As our cars become more and more like computers with wheels, they will fall vulnerable to the same cybersecurity threats experienced by everything online now. Cappos said today’s cars have between 50 and 100 mini computers in them already.
“A car is still a mechanical thing but you can think of it as a bunch of computers that control mechanical aspects,” he said at a recent press conference at the engineering school. “They talk together and the networks inside of the car don’t have the necessary security to protect from a malicious hack. What security experts have shown is that they can go and exploit a problem in one part of the car to get into other parts that can disable the brakes, lock you in your car or turn on the A/C.”
Uptane, which has gotten funding from the U.S. Department of Homeland Security, is not a piece of antivirus software, but rather a way of thinking about software security in vehicles that Cappos hopes will become the industry standard. It suggests a separation of duties for different parts of the car’s software system doing different tasks, and a threshold of signatures, where for important software functions more than one actor will have to sign off on making changes.
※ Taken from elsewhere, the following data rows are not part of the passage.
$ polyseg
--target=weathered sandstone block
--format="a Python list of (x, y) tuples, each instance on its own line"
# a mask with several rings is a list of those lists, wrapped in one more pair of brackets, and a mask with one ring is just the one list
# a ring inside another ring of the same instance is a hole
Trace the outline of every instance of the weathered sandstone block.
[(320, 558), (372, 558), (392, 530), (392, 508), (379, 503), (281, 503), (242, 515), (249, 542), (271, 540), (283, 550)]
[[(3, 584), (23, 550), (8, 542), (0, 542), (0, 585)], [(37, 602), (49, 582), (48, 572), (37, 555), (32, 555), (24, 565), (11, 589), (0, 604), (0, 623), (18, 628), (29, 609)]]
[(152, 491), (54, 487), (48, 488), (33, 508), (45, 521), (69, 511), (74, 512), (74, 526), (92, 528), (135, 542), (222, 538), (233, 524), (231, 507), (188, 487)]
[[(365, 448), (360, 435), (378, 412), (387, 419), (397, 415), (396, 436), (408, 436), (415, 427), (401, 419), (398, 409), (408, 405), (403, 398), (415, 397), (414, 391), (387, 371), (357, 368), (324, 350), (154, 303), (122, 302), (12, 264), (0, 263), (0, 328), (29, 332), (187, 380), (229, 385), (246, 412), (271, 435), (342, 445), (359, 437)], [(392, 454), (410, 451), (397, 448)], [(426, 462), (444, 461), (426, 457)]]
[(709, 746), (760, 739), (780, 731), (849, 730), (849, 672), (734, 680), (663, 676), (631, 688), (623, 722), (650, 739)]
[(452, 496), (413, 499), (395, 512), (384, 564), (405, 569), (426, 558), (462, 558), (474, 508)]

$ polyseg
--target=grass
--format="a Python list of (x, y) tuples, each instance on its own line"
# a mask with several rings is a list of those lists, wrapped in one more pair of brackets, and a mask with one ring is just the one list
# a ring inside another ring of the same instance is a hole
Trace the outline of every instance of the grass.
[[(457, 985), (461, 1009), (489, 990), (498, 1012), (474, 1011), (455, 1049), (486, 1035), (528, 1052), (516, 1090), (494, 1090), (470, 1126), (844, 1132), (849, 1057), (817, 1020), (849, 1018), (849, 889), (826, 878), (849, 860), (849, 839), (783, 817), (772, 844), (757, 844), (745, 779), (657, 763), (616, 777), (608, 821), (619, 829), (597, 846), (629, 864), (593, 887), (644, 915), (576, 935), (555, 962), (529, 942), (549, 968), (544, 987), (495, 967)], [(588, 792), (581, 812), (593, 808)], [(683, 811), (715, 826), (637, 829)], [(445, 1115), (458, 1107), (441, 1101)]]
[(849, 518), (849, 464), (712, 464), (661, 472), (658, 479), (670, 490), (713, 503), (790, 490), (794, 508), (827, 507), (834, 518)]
“There’s Bluetooth, WiFi, cellular [communication],” said Sam Lauzon, of the University of Michigan. “Soon we’ll have vehicle to vehicle, so at any time there could be three or four devices communicating with your vehicle. Ten years ago this was all inside a car, they didn’t have WiFi or Bluetooth. Now all these systems are interconnected and hackers are finding ways of making them interact with each other in ways that weren’t intended.”
The researchers noted that we are still in the infancy of cybersecurity for cars. But in the years that come, particularly as cars become autonomous to varying degrees, this issue will come to the fore. These researchers are trying to get out in front of that problem.